Promise collaborates with government agencies and other organizations that collect a variety of payments, including utility bills and license fees. Normally, payment systems for these are highly strict, and they don’t adjust for changes in income or free cash; Promise, on the other hand, offers a simple, interest-free installment payment plan for things like an energy bill.
“For individuals with money, we want systems with as much flexibility as possible, but for poor people, that’s not how it works. If you don’t pay by the 5th, you don’t get the service, and you face the consequences,” said Phaedra Ellis-Lamkins, CEO, and founder of Promise. For example, if you don’t pay your commercial driver’s license fee on time, you won’t get the license and won’t be able to work to pay for it, or if you don’t pay your gas bill on time, you’ll be charged late fees, and so on. In a time of enormous fiscal uncertainty, such inflexibility doesn’t really make sense.

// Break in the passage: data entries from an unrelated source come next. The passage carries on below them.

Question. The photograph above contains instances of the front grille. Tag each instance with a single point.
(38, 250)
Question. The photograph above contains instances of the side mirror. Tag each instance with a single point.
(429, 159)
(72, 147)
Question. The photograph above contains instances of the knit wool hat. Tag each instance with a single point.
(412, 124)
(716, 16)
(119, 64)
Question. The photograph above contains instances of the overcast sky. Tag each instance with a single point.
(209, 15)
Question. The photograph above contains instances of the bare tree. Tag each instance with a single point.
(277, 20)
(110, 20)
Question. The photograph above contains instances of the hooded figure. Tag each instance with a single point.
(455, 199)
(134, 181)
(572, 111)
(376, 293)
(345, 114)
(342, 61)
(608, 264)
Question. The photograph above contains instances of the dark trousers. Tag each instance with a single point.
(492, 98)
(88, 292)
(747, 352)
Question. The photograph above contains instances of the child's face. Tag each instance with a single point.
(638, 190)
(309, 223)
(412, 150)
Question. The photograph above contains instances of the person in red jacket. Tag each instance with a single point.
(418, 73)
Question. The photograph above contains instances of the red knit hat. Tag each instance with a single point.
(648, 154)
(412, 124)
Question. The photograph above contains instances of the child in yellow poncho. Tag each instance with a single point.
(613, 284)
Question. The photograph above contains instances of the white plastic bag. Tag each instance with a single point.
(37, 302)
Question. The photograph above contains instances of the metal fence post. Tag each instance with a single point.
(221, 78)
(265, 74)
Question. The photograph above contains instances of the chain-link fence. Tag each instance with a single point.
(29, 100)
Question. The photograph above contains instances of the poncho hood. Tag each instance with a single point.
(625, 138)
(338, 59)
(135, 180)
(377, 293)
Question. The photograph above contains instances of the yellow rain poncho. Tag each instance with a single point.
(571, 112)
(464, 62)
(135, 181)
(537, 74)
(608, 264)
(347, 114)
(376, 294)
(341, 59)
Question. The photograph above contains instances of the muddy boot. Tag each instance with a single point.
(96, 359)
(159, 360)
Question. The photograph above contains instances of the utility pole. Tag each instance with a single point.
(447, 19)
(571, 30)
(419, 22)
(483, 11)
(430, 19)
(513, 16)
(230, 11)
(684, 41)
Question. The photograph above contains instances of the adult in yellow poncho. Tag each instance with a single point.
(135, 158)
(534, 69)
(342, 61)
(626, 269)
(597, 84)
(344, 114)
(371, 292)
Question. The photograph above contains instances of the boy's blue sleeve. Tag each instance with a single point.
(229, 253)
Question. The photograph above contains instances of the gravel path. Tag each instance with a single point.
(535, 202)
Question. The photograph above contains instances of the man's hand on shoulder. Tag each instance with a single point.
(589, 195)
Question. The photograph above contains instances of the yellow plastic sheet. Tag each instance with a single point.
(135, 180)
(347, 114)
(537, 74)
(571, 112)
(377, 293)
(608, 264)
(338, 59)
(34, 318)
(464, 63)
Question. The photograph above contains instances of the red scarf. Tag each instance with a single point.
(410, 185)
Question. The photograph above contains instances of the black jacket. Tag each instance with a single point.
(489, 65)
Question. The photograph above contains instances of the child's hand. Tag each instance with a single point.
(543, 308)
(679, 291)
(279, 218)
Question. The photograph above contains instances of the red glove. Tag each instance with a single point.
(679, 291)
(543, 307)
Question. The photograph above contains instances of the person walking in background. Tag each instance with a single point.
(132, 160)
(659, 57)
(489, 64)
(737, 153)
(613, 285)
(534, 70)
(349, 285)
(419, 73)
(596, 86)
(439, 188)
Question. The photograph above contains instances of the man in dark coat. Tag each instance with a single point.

The old systems, according to Ellis-Lamkins, are built on the assumption that if someone doesn’t pay, it’s because they don’t want to, and they’re punished with fees and interest, or forced to utilize a predatory service like a payday lending company. Promise, on the other hand, takes a different approach. “Our premise is that they can’t pay structurally – it’s not a choice,” she explained. “People will pay if you develop a system that works better for them.” The data seems to back up this theory: places, where the majority of people had rolling government debt, were suddenly paying it off at rates of over 90%.
“The science of what we do is getting better and better,” she continued. And governments have realized that it makes sense to pay for a service that increases the likelihood of revenue coming in. Promise and I spoke almost precisely a year ago when it received $15 million to expand its operations, which it has done. Revenues and consumers (that is, utilities, not bill payers) increased by 32x and 45x, respectively, throughout the course of the year. It also stated that it has already booked multiples of those multiples in the first weeks of 2021.

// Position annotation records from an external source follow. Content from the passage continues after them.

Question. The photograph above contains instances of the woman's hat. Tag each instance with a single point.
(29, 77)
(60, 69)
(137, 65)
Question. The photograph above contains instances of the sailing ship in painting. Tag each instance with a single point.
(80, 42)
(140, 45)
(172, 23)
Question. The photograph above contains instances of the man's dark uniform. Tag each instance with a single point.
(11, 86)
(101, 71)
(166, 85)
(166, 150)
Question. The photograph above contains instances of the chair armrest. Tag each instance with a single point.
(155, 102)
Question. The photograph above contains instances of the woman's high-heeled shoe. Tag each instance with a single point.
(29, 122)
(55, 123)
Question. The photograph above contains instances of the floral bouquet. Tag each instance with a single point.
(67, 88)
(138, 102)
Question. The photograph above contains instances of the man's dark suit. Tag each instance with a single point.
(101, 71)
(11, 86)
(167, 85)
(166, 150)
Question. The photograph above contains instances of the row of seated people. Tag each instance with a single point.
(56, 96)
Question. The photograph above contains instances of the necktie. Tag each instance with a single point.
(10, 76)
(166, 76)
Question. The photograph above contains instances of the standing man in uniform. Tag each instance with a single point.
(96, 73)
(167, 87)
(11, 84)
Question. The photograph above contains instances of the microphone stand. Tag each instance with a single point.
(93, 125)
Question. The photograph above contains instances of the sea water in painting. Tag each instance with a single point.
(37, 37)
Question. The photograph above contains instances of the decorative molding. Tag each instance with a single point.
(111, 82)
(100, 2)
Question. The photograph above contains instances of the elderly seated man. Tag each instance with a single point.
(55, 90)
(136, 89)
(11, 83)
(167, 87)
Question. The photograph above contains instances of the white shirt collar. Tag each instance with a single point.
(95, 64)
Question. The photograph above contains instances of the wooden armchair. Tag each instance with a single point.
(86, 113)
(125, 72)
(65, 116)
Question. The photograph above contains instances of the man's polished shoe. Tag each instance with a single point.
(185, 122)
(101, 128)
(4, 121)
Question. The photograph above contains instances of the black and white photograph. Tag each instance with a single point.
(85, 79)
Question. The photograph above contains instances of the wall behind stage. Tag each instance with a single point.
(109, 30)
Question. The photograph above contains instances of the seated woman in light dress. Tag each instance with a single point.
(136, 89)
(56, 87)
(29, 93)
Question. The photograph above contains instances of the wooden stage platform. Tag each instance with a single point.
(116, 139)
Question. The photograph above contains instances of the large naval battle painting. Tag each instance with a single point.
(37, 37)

I inquired as to the nature of that expansion. “It looks like adding child support, it looks like adding parking charges – we have a really wide client set,” she added. “We just want people to not confront the unpleasant repercussions of government debt, and we don’t want people to pay interest on it. We’ve gotten good at getting money in, but we’ve also wanted to get incredibly good at getting money out.” Promise’s direct link with someone like a utility, she noted, allows them to see things like government subsidies or stimulus payments.
For many, getting money or a discount that has been officially allotted to them requires filling out paper forms, providing tax records, and visiting a location in person, which is inconvenient even in the absence of a pandemic. Government agencies are aware of who qualifies but do not notify them in advance, so Promise does so on their behalf. To be clear, this is money that local and state governments want to give away — budget items or federal money that might be lost if not awarded. However, like any bureaucracy, speed and communication are not their strong suits. Promise gave out 10 times what the local government had in a Louisville case study by texting eligible folks and telling them to “come and grab it.”